Wednesday, February 3, 2010


I recently visited a Muslim girl's orphanage called Anjuman-i-Islam in Pune. Many of the girls were referred there by the court or by the police who could not ascertain their parents. So, some are orphans, some have families who cannot take care of them. The institution provides full schooling and a Polytechnic institute whereby the girls can learn computer skills, handicraft, sewing etc. to later on gain employment. I was very encouraged by the work the orphanage did, as compared to other orphanages I've seen, because of the organization, resources, and cleanliness. The orphanage seems to also assume full responsibility for these girls, even to the point of formally arranging marriages and holding the wedding ceremony! Below is an example of handicrafts that are made by girls in the Polytechnic institute.

Tuesday, January 26, 2010

Shakuntala Patade

Shakuntala Patade is a painter who resides in Pune. She began painting at age 40 as a schoolteacher and is completely self-taught. I heard about her because she made paintings during the infamous Gujarat riots in 2002, the largest genocide in recent Indian history resulting in the deaths of about 2,000 people.

Every day she would read about the atrocities in Gujarat, largely against women, and she would paint. When she tried to have her paintings exhibited in a gallery in Gujarat, she was told her subject matter was too controversial. Her series on Gujarat was finally exhibited in Delhi.

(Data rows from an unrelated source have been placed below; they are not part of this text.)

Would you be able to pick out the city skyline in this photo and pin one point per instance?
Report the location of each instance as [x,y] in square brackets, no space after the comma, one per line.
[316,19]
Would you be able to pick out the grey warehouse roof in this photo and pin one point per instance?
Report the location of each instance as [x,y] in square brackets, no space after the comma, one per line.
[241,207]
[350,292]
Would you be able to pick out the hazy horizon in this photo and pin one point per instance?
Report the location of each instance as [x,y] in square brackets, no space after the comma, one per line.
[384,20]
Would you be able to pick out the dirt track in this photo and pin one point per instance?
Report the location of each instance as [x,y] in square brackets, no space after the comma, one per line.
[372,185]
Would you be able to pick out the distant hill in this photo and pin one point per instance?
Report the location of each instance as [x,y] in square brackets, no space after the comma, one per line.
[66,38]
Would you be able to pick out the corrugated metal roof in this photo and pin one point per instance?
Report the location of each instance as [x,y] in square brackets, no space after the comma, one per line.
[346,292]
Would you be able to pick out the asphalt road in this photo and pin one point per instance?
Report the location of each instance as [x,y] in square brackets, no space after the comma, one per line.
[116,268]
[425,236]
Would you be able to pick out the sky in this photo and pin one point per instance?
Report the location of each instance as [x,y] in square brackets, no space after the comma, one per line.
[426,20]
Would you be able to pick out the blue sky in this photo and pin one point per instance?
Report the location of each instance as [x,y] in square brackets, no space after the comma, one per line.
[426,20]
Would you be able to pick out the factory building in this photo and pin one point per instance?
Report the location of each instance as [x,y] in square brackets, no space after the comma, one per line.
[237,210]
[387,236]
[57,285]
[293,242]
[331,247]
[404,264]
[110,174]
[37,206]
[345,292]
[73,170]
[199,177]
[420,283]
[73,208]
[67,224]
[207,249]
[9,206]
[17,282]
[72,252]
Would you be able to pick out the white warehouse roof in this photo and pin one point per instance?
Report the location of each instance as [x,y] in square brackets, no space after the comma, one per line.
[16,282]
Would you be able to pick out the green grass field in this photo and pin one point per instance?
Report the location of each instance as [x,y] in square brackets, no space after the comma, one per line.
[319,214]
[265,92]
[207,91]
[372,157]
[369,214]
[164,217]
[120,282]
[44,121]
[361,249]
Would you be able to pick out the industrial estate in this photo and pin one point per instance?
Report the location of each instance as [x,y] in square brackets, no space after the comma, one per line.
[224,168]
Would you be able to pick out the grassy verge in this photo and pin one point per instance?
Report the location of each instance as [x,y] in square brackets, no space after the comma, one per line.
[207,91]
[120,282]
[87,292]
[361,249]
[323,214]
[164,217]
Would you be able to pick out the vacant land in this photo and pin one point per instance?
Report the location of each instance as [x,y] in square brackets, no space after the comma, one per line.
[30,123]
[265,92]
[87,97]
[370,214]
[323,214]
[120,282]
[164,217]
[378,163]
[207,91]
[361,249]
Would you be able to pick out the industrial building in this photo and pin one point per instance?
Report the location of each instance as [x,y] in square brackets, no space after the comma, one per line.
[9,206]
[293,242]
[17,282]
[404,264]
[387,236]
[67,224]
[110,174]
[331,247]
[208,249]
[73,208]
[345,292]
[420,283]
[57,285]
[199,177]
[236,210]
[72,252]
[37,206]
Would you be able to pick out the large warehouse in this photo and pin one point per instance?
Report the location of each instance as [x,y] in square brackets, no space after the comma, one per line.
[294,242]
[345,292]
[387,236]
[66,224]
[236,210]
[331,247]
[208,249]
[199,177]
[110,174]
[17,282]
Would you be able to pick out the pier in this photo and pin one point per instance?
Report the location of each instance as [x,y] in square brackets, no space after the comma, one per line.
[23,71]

Most of her paintings revolve around the condition of women and the girl-child. She has done many paintings on sex workers in the growing red light district, selling her paintings to donate to NGO's that work in that area. Shakuntala Patade is 76 now and is still painting away. Here is some of her work.

Thursday, January 21, 2010

On Lawyering

The challenges of lawyering in India are quite tremendous. While the U.S. has the highest number of lawyers anywhere in the world (there are about a million lawyers), India has the second largest number of lawyers numbering about 700,000. In the U.S., the legal ratio is approximately 1 lawyer for every 300 persons. In India, it is 1 lawyer for every 1,125 persons.

Under the Legal Services Act of 1987, there is a right to civil legal services for certain classes of affected persons but as far as I can gather there isn't really the concept or functioning of a large public interest law firm. The court appoints respected advocates to serve as court appointed counsel pretty much on a pro bono basis. Most lawyers work independently or in very small size firms and rely upon securing fees from their clients as income. There are NGO's here and there that do engage in representing underserved populations but the largest and most reputable on I know of consists of 200 lawyers serving all of India. So, it's difficult to even describe to people here how lawyers can engage in legal representation for underserved and vulnerable populations and possess a decent income.

It's also challenging being a lawyer here because there is so much corruption in government institutions. In my own rudimentary understanding of Indian law, I see that there is often pretty good language in the statutes or what they call 'bare acts' but the law remains limp and unenforced because the mechanisms and institutions in place are inadequate and malfunctioning.
There was a panel assembled last week by the students in the legal aid cell who brought in 'advocates' (what we call practicing lawyers) to speak on some high-profile cases involving government officials charged with high profile crimes ranging from sexual assault to money laundering but who remain unpunished or inadequately punished because of judicial complacency/corruption. (One case was pending for 19 years!)

What's interesting/troubling to me is that it's common knowledge among students that judges are corrupt, the police are corrupt. Some students will even give you personal anecdotes of what they have encountered. The challenges students as young lawyers face is what role they will have in maintaining the status quo or challenging it. Challenging it means being honest and straightforward but that is not easy to do in the present environment.